Awan hitam yang menutup pelangimu
mulai bergeser. Warna-warni indah terlukis jelas di cakrawala.Kau tersenyum
bahagia dan penuh pesona. Bibirku ikut mengembang, merasakan kebahagiaan yang
nyata dalam dirimu.
@@@
Sepasang mata
itu terbuka. Badan mungil itu masih terbaring lemah di atas kasur.

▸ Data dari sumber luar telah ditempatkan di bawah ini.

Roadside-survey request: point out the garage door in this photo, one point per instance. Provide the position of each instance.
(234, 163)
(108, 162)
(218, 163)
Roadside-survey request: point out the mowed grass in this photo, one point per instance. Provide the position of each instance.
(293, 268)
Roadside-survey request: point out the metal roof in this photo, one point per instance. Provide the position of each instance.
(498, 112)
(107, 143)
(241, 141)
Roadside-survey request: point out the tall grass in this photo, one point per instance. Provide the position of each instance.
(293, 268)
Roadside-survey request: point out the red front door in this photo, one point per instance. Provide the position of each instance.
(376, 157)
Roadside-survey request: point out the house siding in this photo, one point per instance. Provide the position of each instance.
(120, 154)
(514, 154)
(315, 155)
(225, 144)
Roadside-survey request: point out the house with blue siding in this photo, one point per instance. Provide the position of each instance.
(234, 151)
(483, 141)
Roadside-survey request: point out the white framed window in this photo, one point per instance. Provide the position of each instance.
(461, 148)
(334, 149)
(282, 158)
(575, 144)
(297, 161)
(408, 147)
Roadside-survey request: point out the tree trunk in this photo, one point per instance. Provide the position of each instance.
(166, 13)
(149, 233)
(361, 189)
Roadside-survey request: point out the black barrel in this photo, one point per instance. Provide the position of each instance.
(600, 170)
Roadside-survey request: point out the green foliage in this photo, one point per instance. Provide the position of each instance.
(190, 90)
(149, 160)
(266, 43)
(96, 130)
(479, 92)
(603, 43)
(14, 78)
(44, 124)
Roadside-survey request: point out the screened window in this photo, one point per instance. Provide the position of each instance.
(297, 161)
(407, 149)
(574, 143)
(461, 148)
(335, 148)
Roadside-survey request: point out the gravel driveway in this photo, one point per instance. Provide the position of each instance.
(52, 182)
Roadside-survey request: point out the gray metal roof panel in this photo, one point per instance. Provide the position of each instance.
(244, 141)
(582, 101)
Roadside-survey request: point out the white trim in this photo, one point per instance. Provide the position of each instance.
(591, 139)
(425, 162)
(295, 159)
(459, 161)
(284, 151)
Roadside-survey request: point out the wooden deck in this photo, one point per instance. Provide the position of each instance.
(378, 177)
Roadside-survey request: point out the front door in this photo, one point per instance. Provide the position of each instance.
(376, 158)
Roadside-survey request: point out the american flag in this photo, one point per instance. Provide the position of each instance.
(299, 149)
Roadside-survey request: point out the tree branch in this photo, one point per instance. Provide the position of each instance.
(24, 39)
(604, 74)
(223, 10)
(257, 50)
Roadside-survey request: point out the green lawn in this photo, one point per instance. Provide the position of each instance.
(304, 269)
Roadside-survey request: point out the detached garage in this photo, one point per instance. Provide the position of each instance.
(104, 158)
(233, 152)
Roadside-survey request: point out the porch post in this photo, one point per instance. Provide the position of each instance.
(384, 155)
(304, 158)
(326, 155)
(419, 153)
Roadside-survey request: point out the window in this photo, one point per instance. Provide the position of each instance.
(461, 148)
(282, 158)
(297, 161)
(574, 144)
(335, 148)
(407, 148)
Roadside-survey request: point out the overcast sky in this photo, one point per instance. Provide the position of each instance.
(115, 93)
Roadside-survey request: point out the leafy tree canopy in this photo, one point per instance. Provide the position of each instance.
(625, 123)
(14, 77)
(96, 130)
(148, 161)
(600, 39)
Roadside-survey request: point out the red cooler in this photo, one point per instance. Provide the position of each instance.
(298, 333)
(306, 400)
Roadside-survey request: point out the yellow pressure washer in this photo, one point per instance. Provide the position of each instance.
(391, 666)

Namun,
senyuman bahagia itu terangkum jelas pada wajah gadis itu.Seorang perempuan
yang sering dipanggilnya ibu masih setia menunggu.
Tunggu! Bukankah
gadis itu adalah dirimu? Rupanya kau telah kembali keduniamu. Kau memeluk
perempuan yang pernah mengandungmu dengan erat. Hangatnya pelukan erat mengalir
sampai dasar jiwamu. Aku bisa merasakannya.
Hari itu, hidup
barumu dimulai. Pelajaran kehidupan yang kau dapat di duniaku telah merubahmu.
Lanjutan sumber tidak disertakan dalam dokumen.